Syria Must Stop Stalling Hariri Probe, Ambassador Bolton Says
22 November 2005
U.N. Security Council demands full and immediate cooperation
By Judy Aita
Washington File United Nations Correspondent
United Nations -- Syria must stop "delaying and obstructing" the work of the international commission investigating the assassination of former Lebanese Prime Minister Rafiq Hariri, U.S. Ambassador John Bolton said November 22.
The Security Council resolution "demands full and immediate Syrian cooperation," Bolton said. "It does not give the Syrians leave to negotiate or ask for mediators or others to deal with Mehlis."
The investigation by Detlev Mehlis, head of the U.N. International Independent Investigation Commission, has implicated both Lebanese and Syrian high-ranking officials in the murder of Hariri and 20 others on February 14. (See related article.)
Syria has asked Secretary-General Kofi Annan to help with an agreement with the commission, but Annan said November 21 that he would not get involved in the investigation.
In a report delivered to Annan October 20, the international commission reported that Syria's failure to cooperate had hampered its work. It said that Syrian authorities cooperated in form but not substance and that several officials tried to mislead the commission with false or inaccurate information. Mehlis wants to interview Syrian citizens outside the country and without the presence of Syrian officials in any interview.

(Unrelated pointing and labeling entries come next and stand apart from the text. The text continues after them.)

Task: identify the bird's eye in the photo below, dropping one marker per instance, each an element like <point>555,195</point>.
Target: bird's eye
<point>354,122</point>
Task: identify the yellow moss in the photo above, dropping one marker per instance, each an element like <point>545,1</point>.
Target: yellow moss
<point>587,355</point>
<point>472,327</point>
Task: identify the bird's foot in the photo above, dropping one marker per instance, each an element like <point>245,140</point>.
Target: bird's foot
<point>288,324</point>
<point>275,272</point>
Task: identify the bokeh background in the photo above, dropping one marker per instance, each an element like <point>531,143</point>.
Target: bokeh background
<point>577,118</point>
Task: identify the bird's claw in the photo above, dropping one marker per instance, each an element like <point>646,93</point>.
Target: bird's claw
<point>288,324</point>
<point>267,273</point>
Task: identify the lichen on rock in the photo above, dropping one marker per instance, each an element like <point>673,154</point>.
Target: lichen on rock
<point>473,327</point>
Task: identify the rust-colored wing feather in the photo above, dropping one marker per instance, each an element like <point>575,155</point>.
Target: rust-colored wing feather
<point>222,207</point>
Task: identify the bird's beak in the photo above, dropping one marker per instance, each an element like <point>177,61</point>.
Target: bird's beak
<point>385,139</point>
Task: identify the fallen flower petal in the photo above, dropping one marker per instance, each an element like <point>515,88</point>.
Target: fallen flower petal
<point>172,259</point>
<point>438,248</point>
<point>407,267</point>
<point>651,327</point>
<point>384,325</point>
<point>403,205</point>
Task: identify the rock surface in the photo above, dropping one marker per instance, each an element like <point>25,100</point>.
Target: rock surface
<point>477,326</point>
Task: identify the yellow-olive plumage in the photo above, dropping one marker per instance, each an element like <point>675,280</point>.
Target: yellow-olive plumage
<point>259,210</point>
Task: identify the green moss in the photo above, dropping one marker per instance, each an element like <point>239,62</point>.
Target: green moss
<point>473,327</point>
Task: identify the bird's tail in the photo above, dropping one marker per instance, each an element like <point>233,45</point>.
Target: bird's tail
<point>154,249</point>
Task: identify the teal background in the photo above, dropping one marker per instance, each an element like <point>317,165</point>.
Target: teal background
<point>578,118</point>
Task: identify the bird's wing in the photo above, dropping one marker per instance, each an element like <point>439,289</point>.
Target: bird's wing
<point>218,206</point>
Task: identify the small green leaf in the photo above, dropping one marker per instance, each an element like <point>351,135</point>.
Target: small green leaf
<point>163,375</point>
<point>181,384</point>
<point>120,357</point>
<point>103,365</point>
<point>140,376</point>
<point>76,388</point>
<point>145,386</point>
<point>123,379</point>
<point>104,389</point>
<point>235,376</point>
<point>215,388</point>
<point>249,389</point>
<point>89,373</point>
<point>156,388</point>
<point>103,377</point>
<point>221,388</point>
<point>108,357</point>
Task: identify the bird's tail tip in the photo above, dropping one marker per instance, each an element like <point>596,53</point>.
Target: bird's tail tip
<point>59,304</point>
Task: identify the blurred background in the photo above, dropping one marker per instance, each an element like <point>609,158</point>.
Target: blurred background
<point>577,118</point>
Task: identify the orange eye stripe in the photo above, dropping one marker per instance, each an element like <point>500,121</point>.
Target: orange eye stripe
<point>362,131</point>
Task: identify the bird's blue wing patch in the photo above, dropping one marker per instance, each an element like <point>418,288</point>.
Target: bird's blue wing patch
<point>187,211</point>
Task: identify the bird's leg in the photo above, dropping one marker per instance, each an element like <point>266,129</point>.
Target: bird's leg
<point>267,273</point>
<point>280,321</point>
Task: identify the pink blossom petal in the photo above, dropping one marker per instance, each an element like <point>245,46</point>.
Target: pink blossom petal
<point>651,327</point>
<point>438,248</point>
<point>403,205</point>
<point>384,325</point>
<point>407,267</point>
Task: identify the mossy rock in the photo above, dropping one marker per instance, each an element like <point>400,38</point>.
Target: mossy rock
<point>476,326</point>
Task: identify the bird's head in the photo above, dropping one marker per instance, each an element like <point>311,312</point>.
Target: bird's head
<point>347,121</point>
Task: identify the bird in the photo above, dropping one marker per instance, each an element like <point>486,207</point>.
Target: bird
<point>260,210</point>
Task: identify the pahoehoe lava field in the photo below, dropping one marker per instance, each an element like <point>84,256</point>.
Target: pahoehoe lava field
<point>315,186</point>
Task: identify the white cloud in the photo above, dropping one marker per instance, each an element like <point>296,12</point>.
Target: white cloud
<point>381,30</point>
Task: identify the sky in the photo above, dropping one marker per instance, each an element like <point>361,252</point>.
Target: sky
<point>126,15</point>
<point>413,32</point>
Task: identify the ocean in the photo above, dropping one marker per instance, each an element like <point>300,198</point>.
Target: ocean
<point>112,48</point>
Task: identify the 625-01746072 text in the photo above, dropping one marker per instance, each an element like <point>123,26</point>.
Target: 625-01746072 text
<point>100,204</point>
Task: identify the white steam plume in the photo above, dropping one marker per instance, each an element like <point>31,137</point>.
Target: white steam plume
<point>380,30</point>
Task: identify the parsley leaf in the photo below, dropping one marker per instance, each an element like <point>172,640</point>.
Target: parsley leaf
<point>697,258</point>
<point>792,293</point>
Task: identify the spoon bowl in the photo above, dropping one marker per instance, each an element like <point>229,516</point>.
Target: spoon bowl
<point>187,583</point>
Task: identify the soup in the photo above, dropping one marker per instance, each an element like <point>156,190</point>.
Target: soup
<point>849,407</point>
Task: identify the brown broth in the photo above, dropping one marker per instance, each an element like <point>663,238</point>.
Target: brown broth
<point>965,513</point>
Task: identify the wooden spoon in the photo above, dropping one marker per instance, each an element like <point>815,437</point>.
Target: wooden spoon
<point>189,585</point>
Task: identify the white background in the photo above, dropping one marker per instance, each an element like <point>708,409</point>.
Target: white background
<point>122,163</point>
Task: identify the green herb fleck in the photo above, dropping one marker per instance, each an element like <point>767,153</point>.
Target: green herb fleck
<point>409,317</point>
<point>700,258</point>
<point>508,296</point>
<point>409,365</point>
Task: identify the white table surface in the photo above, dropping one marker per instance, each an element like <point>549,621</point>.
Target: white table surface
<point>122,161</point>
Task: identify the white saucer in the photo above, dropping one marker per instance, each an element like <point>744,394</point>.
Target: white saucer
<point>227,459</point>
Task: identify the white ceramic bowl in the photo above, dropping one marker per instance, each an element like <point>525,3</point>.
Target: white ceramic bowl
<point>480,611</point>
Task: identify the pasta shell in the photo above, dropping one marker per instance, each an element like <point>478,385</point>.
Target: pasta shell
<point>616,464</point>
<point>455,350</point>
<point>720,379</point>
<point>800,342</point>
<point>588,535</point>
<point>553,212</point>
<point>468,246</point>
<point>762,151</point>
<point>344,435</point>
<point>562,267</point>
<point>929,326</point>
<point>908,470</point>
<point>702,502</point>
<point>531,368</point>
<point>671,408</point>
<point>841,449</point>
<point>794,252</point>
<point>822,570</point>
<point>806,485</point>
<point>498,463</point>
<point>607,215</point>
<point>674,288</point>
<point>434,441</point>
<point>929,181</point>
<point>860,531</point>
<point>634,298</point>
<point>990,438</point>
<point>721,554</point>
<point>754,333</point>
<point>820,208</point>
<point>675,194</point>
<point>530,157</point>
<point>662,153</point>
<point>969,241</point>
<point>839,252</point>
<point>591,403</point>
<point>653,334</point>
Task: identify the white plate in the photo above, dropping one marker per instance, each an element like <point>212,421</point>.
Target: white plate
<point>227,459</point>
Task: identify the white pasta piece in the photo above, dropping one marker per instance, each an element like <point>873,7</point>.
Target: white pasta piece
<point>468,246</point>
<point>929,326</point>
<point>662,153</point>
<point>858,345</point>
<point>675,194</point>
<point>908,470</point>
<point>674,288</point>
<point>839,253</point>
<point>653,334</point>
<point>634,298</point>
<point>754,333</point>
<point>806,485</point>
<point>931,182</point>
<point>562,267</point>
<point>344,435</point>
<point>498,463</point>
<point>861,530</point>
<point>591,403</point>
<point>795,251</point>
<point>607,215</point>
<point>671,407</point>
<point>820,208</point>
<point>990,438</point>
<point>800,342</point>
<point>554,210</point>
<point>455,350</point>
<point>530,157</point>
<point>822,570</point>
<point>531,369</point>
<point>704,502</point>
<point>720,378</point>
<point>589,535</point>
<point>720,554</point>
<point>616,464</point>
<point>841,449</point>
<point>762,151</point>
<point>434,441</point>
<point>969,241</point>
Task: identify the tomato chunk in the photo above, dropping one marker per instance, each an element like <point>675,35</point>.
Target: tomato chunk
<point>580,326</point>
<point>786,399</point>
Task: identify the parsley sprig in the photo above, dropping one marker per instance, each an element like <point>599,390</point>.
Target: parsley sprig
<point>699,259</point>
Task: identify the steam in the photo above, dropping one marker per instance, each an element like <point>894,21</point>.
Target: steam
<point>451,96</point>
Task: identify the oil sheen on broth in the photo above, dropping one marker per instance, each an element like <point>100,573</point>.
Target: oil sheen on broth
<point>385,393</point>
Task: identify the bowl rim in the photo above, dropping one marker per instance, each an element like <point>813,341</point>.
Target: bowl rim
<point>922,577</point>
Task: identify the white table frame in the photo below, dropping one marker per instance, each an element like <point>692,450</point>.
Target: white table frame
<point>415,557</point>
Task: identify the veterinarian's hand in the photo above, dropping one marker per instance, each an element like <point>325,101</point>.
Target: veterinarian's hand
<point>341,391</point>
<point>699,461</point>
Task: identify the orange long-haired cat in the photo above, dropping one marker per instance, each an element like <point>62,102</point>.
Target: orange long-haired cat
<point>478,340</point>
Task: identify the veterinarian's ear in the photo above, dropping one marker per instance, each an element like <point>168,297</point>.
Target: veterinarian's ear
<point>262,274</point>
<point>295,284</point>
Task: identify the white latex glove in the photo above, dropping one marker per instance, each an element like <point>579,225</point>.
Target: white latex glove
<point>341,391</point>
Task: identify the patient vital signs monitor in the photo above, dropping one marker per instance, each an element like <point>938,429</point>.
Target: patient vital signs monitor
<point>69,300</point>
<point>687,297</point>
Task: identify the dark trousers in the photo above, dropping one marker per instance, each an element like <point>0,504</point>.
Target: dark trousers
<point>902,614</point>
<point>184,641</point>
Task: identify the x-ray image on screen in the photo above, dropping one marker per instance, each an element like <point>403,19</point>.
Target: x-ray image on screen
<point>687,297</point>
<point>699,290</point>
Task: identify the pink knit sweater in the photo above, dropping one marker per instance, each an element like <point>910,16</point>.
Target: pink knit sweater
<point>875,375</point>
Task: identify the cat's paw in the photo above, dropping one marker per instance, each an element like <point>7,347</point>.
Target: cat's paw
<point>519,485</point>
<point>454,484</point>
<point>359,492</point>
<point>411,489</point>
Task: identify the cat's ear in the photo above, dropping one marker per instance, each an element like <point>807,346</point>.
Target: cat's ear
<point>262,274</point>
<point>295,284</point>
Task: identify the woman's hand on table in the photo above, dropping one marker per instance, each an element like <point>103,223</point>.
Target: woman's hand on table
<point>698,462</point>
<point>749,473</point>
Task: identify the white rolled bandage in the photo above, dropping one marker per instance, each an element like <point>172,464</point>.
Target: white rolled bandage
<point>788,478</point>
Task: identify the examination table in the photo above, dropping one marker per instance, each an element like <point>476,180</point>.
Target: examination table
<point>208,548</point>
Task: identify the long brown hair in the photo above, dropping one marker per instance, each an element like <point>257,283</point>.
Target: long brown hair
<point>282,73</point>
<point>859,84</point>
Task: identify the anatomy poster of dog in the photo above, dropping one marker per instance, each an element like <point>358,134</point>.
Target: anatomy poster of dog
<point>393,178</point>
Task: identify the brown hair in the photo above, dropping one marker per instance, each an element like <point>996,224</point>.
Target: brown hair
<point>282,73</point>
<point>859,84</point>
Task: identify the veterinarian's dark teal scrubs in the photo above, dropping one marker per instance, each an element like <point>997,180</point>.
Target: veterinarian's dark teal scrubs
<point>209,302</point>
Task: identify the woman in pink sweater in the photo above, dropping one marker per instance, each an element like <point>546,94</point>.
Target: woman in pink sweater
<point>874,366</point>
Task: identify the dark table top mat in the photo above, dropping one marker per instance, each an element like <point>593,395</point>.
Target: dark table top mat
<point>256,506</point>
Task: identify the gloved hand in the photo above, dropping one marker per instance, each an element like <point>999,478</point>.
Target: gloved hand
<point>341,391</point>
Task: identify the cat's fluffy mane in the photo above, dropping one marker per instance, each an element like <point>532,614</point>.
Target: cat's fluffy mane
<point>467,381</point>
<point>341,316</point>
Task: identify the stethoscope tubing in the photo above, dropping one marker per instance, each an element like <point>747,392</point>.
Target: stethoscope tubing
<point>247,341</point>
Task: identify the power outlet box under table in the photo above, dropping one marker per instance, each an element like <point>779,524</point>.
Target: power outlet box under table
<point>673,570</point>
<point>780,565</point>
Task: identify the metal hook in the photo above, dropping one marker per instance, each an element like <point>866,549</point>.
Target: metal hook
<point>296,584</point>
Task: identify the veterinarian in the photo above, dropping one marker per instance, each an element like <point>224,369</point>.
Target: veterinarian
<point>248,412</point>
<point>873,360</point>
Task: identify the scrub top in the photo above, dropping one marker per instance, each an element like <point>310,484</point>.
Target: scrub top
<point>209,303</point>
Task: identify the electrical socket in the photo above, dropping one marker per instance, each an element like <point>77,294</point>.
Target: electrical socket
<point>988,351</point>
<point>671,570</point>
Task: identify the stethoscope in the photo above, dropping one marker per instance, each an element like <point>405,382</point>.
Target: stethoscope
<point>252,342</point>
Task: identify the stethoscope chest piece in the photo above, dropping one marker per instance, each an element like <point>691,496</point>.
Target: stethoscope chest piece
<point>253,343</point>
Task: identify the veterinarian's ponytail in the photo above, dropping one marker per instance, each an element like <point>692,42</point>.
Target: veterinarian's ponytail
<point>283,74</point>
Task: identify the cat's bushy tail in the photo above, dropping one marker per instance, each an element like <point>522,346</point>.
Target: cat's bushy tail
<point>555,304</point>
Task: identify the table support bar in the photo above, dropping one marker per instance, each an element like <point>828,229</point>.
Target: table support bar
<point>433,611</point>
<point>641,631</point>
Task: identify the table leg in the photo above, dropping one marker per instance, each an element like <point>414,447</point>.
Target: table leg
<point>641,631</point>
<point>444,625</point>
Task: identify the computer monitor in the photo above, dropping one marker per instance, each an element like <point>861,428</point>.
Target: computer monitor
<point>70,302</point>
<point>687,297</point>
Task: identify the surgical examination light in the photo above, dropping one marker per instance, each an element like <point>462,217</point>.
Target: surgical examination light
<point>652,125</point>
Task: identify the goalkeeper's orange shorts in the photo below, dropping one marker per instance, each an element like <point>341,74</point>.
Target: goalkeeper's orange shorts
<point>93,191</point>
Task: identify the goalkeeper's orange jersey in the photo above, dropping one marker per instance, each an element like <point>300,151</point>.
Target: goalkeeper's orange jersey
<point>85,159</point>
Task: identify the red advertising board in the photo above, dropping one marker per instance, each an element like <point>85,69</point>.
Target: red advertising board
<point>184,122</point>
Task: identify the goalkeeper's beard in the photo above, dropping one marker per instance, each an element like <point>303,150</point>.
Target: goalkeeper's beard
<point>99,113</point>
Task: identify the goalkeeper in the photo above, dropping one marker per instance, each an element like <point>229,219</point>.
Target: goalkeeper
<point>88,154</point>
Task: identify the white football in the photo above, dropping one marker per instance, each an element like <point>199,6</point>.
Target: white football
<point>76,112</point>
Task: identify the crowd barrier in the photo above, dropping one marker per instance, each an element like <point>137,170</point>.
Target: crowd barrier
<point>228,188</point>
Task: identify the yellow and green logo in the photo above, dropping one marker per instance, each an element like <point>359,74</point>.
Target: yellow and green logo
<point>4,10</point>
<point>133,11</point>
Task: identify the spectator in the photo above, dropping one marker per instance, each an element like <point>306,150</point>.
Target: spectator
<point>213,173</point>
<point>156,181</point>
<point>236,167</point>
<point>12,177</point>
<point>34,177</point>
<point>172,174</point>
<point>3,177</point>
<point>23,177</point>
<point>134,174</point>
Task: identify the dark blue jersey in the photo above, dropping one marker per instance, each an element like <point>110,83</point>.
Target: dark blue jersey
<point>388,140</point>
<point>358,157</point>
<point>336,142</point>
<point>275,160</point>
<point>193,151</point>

A ministerial-level meeting of the Security Council subsequently unanimously adopted a tough resolution (U.N. Security Council Resolution 1636) requiring unconditional cooperation from Damascus with the commission's search for the perpetrators of the bombing in Lebanon that claimed the life of Hariri and others. The commission's mandate is due to expire on December 15.
Talking with reporters at U.N. headquarters, Bolton said he is waiting for Mehlis to tell the Security Council whether Syria has agreed to cooperate. "Syrian efforts to get other people involved in the negotiations do not constitute full and immediate cooperation," he said.
"We support Mehlis' investigation efforts and we're not going to second guess his techniques or his tactics, but we are going to say clearly to the Syrians that they need to stop delaying and obstructing Mehlis' work and December 15 is getting closer every day and the Syrians know it, too," Bolton said.
Syrian officials will "write to this person, write to that person, they'll write to anybody on their Rolodex," the ambassador said. "What we want is for them to make witnesses available to Mehlis."
Bolton said that Mehlis, along with the commission, "is the vehicle we want ... is the Security Council's instrument." Syria should cooperate with Mehlis and not look to involve other people as a way to continue its "pattern of obstruction," he said.
"We want the Syrians to comply with their obligations under resolution 1636," the ambassador said.